POULSBO — Handling the weight of a couple hundred students day in and day out for about 40 weeks, year after year, school buildings age. The end of each school year brings new glitches that must be repaired, and summer vacation provides the bulk of the time for that maintenance.

POULSBO — Handling the weight of a couple hundred students day in and day out for about 40 weeks, year after year, school buildings age. The end of each school year brings new glitches that must be repaired, and summer vacation provides the bulk of the time for that maintenance.

Throughout the school year, most of the North Kitsap School District’s maintenance team’s time is consumed by regular upkeep while also answering distress calls for anything that is not operating as it should. During the summer, as teachers and kids depart, the buildings open up — as do the maintenance team’s schedules — for some tender loving construction … and more.

“The custodians are a big part of the summer, because that’s when they do their major cleaning; they start from the top of these buildings and go to the bottom, we have some great custodians,” NKSD director of facilities operations Dave Dumpert said. “My guys do things like painting and minor projects.”

The NKSD’s 10-member maintenance crew brought out its paint brushes to color the portable classrooms at NKHS, Suquamish Elementary and Poulsbo Junior High this summer.

“We painted them and made them to look alike to make these more of campus environments,” Dumpert said, noting the benefit of school pride. “It’s a lot more aesthetically pleasing.”

In addition to coordinating the campus building colors at each site, the new coats should also provide protection for the portables through upcoming years, he added.

With a summer budget close to $450,000, Dumpert said there is not enough money for all the projects that need to be done, but only for those of dire necessity.

“I try to say ‘yes’ as much as I possibly can, but there are only so many resources and so much money,” he said, noting that the task of prioritizing projects falls on himself and a group of the district’s executive directors.

The most important project on the school’s summer maintenance list this year fills a need for functional academics space at Kingston Junior High.

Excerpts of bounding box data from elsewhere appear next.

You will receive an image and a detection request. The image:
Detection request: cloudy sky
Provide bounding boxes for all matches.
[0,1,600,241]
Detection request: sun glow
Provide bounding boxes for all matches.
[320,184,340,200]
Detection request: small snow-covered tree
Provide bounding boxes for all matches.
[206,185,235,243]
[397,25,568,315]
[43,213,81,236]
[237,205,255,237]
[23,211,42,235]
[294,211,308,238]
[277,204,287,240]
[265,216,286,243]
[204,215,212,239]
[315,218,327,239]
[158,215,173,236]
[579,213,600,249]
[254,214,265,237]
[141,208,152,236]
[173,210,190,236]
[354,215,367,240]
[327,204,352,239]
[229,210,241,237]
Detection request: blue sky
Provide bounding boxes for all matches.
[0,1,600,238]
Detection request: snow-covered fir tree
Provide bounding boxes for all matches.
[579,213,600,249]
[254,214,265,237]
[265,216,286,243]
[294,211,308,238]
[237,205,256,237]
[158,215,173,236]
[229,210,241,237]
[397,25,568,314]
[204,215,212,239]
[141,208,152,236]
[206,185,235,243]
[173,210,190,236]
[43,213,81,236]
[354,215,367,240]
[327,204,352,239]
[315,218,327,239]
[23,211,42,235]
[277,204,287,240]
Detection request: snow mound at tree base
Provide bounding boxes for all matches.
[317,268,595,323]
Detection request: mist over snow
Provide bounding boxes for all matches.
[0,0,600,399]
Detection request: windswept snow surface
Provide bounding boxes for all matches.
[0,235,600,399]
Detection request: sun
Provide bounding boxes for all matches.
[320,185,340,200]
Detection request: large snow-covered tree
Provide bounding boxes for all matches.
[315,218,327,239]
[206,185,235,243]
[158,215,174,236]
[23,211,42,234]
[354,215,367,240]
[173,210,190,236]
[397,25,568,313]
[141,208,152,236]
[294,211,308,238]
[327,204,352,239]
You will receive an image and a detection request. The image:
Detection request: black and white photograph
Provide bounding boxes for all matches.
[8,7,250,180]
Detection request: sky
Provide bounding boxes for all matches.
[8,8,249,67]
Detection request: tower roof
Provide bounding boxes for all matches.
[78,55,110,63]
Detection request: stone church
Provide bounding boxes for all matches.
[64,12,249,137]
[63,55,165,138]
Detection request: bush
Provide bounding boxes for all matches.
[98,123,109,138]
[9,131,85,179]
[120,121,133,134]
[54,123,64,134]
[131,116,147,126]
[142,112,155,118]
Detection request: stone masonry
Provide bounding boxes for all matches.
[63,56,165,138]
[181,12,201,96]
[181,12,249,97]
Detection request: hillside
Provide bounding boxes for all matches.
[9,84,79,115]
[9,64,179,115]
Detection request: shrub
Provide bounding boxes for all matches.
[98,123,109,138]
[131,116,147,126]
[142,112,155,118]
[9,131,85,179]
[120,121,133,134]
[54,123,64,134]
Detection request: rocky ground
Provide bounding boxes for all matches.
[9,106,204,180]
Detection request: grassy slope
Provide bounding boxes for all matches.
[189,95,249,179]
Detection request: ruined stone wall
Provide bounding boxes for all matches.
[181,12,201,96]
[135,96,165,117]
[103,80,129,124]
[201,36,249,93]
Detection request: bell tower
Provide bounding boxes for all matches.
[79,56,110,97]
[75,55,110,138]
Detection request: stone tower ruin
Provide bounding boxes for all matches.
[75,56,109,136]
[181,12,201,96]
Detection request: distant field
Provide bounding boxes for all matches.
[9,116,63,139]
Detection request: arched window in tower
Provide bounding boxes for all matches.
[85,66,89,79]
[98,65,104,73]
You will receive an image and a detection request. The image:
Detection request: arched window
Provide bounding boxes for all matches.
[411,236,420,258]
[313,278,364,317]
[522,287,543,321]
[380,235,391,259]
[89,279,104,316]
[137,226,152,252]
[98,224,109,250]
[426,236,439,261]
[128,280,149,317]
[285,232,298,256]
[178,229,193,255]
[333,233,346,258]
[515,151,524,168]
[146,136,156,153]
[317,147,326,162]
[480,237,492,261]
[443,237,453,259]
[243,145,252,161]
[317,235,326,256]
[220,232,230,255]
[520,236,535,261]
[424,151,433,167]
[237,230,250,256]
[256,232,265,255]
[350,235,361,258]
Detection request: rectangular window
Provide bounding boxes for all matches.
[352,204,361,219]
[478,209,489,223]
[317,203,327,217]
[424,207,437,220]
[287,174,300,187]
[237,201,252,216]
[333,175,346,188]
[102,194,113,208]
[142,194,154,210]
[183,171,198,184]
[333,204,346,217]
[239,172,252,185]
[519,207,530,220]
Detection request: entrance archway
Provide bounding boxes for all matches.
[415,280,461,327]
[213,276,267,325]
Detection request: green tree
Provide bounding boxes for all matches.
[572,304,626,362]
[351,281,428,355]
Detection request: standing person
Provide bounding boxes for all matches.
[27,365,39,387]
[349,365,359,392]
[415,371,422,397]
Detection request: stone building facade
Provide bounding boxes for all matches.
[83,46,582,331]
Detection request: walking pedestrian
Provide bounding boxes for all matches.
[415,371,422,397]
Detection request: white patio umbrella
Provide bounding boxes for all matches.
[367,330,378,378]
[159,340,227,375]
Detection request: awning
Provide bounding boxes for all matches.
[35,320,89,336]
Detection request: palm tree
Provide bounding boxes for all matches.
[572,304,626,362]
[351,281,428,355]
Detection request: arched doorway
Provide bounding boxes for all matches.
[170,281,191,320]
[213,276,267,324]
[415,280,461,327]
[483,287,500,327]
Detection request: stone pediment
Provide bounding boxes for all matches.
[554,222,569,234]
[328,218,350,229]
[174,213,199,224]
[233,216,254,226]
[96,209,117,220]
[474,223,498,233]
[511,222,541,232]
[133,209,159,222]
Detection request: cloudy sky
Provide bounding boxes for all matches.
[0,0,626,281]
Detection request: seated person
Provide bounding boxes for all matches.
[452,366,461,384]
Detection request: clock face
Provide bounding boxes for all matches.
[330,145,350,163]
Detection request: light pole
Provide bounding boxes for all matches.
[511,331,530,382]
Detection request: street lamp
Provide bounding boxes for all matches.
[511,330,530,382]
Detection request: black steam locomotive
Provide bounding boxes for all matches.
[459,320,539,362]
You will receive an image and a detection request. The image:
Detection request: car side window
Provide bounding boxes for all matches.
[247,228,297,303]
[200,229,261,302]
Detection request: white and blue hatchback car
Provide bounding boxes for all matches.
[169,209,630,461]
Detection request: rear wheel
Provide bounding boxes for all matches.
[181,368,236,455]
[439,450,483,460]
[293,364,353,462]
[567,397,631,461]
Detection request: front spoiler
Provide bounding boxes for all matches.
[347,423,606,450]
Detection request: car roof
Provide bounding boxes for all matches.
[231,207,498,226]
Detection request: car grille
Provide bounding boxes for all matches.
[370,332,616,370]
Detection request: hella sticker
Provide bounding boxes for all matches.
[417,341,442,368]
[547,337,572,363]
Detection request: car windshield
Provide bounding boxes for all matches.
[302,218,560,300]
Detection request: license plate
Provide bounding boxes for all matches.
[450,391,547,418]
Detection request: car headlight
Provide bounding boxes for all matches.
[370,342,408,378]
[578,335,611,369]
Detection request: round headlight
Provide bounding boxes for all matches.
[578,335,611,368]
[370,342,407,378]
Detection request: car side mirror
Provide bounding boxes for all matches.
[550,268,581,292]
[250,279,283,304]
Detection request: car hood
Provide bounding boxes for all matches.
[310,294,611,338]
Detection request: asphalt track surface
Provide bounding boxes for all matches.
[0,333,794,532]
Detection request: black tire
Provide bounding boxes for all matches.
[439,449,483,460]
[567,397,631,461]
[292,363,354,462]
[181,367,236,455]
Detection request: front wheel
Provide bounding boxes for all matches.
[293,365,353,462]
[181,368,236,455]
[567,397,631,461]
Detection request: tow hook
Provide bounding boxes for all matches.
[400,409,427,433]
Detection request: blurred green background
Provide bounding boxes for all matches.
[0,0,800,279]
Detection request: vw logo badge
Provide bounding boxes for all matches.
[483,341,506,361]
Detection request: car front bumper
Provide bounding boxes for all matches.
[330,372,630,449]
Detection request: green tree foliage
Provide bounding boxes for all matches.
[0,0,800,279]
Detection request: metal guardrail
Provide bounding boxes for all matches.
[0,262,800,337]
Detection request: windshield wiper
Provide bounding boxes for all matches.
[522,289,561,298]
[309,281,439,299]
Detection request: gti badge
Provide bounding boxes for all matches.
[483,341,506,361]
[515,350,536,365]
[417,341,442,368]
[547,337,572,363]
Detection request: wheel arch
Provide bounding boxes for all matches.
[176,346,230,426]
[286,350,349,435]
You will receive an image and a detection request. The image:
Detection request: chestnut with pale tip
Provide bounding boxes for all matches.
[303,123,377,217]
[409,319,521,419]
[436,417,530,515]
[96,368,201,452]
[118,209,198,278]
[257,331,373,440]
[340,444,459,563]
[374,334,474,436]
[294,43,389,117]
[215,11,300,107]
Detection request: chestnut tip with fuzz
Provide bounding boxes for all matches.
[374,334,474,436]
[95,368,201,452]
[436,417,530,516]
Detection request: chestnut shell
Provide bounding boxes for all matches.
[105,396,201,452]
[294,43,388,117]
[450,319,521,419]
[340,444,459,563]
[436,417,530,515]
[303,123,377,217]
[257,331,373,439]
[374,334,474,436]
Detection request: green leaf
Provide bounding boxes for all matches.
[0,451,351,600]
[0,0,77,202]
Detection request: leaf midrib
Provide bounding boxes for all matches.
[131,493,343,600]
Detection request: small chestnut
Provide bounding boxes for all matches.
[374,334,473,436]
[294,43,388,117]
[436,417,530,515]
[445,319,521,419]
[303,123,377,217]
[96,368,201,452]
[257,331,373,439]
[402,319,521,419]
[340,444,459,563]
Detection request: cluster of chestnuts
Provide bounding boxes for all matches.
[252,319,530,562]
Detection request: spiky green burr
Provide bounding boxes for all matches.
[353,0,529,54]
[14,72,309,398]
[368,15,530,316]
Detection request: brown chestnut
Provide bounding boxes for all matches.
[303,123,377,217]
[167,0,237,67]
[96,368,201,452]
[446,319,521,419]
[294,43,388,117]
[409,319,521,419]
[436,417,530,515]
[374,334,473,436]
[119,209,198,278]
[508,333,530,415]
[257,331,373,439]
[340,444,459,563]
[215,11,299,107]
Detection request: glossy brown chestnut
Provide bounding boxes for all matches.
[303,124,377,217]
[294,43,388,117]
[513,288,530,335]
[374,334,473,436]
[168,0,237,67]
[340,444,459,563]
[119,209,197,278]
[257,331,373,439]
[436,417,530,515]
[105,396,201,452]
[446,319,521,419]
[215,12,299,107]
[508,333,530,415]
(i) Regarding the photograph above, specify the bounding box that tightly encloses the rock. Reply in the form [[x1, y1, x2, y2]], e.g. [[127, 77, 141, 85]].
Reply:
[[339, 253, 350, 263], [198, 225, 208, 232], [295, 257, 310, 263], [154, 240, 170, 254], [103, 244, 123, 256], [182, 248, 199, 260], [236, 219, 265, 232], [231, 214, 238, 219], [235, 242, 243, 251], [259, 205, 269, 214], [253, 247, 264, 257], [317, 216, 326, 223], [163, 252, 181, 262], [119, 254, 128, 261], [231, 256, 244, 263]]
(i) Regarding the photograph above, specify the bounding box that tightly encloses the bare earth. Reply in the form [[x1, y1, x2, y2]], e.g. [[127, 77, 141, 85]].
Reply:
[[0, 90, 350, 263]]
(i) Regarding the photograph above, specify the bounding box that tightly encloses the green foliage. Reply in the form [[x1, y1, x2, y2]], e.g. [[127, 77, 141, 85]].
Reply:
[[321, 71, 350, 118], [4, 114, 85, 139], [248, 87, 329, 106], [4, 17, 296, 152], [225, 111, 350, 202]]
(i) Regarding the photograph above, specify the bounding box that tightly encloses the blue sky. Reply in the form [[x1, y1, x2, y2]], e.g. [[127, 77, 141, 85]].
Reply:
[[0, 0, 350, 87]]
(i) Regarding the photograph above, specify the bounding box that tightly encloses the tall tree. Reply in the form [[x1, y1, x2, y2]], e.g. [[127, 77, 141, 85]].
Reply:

After moving a portable classroom building from the recently renovated Poulsbo Junior High to Kingston, maintenance crews have since been gutting, restructuring and remodeling its interior.

When finished, the portable will provide the KJH special education program with classroom, kitchen, bathroom and laundry space big enough to serve 10-12 students whereas in the previous classroom, six was a crowd.

“The main things we were looking for were increased space and maneuverability for the equipment, and the ability to create difference in areas for either quiet study or larger group settings,” said NKSD director of special education Dorothy Siskin. “The biggest issue was their space was too small.”

Additionally, in the interest of North Kitsap’s special education and disabled population, maintenance crews replaced the wheelchair ramp at the Holly Ridge portable and created ADA ramp access at the NKHS stadium.

In the interest of North Kitsap’s extracurricular programs, upgrades were made to three tennis courts while repairs were made to the basketball court at NKHS. And work began on a $40,000, four-year project at the community auditorium.

Maintenance crews had to repair and re-finish NKHS’ main gym basketball court after a backboard shattered earlier in the year, while the district contracted Atlas Track, Inc. to resurface and re-stripe the south three tennis courts at NKHS in time for the beginning of the fall sports season.

And before the beginning of NK’s first major drama production of “MacBeth,” crews will be making significant sound and lighting upgrades inside the community auditorium, Dumpert said.